Every logiq's object have the .npm() method that returns a numpy.matrix object.

>>> M = Op.Y.npm()
>>> type(M)
numpy.matrix

>>> stdbasis.npm() == matrix.Id(2).npm()
matrix([[ True,  True],
        [ True,  True]])

This matrix is the real data of the object so do not modify it!
You can easily copy it if you need.

The only object with a different behaviour is Qstate.
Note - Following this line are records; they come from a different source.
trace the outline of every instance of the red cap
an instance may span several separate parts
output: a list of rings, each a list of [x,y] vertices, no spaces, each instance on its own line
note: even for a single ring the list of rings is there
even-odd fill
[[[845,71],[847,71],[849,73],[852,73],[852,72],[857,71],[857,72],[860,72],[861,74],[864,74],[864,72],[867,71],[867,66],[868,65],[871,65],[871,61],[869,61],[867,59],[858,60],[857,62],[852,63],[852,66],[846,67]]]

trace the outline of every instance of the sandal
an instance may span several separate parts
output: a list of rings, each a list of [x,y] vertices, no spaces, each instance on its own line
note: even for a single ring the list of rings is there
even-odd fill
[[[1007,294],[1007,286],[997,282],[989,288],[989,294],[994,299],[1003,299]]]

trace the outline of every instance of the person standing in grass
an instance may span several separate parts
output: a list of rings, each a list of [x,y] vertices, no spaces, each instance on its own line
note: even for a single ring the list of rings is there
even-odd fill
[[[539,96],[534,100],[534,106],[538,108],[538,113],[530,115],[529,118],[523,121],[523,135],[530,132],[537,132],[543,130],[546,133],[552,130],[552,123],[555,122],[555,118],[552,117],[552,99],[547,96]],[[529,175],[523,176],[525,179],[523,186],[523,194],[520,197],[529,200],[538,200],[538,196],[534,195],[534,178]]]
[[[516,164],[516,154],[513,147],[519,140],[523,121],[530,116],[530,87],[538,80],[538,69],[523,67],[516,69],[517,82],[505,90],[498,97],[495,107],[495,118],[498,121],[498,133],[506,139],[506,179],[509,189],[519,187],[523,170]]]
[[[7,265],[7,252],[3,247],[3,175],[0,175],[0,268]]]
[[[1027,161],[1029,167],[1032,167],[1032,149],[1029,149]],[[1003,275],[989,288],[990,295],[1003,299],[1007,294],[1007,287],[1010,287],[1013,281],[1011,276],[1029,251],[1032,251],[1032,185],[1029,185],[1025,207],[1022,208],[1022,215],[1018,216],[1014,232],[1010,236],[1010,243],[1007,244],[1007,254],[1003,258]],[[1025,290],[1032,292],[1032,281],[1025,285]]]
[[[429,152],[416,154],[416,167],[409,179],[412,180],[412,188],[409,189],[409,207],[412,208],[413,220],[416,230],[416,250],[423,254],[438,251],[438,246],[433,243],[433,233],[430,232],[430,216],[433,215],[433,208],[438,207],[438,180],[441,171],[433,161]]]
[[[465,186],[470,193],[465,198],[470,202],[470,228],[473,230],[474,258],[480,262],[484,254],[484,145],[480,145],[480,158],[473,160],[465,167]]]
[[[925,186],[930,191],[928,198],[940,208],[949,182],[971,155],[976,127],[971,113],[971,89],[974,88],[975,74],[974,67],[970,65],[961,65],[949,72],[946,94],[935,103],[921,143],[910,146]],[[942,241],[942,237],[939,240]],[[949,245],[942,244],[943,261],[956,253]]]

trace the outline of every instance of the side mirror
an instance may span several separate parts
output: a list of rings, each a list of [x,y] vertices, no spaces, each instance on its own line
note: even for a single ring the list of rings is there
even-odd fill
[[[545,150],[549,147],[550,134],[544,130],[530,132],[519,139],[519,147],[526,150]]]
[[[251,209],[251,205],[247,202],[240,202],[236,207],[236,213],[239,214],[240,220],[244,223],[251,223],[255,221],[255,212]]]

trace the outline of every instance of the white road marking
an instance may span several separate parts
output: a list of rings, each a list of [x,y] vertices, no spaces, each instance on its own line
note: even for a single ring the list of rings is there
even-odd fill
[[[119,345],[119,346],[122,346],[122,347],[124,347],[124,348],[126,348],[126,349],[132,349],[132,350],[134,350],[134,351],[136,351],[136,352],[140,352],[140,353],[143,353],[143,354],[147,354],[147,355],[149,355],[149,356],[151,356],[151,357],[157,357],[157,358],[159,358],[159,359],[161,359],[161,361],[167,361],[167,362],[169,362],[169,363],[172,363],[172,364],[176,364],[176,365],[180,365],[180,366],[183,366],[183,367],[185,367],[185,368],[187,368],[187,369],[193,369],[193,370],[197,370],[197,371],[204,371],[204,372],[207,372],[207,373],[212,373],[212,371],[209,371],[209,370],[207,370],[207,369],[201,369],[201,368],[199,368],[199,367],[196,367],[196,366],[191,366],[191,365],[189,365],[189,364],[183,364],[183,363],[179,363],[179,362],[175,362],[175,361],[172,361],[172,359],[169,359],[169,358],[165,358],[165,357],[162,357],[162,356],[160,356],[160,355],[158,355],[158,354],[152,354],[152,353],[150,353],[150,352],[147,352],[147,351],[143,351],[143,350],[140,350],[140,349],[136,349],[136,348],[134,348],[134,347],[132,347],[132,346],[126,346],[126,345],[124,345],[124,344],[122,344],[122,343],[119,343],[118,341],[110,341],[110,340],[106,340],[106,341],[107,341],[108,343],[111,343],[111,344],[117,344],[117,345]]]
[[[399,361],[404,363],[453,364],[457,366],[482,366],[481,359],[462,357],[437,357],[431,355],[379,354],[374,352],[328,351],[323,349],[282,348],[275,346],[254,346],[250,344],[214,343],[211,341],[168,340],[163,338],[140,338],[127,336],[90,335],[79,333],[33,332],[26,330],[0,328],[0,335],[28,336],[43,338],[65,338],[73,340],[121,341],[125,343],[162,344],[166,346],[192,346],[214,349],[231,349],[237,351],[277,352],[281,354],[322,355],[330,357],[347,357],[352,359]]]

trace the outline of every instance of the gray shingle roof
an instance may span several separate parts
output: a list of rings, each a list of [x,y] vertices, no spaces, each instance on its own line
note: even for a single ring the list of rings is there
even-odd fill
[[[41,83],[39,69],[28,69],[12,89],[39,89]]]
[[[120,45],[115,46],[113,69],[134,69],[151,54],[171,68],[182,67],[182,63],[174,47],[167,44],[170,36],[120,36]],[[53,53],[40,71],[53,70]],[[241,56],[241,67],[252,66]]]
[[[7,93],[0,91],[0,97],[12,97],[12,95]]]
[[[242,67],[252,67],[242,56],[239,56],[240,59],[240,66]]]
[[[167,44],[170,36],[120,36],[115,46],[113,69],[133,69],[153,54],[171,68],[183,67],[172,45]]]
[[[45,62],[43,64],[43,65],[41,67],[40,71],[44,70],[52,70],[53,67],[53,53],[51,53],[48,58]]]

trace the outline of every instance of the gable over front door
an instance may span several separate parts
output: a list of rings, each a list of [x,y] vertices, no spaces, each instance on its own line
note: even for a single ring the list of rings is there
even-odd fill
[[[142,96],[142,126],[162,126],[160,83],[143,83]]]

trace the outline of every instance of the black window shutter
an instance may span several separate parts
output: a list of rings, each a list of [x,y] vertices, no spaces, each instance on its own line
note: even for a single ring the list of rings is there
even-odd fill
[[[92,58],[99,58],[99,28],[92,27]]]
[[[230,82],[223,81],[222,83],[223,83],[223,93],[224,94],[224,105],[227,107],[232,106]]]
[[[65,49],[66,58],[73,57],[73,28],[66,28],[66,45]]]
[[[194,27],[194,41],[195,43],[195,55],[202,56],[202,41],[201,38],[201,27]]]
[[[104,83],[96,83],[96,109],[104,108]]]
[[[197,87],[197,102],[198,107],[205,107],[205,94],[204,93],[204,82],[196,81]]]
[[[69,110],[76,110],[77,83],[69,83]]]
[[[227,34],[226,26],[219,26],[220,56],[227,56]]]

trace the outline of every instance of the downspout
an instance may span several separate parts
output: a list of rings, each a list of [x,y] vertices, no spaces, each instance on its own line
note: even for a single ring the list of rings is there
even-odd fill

To get the state as a numpy.matrix you have to get the internal state as a vector and then call the .npm():

>>> q = Qstate.random(2)
>>> intState = q.state #this contains the internal state as a vector
>>> intState.npm()
matrix([[-0.41113669+0.59933783j],
        [ 0.62821559-0.27767959j]])

The mainly motivations of this are to avoid involuntary modifications of the internal state of a Qstate:

>>> q = Qstate.random(2)
>>> intState = q.state # this is a copy of the real internal state
>>> Op.Y | q
>>> intState.npm() == q.state.npm()
matrix([[False],
        [False]])

Creation using numpy's objects

Except for Qstate every other classes generate their data using numpy.matrix(input), so every type of input accepted from numpy.matrix could be a good input.

The classes vector, matrix, Op and Basis initialize their content in a way similar to this:

class obj:
    def __init__(self, input):
        self.content = numpy.matrix(input)

So every input allowed from numpy.matrix are possible good input for the class and this cause a great integration with numpy's classes!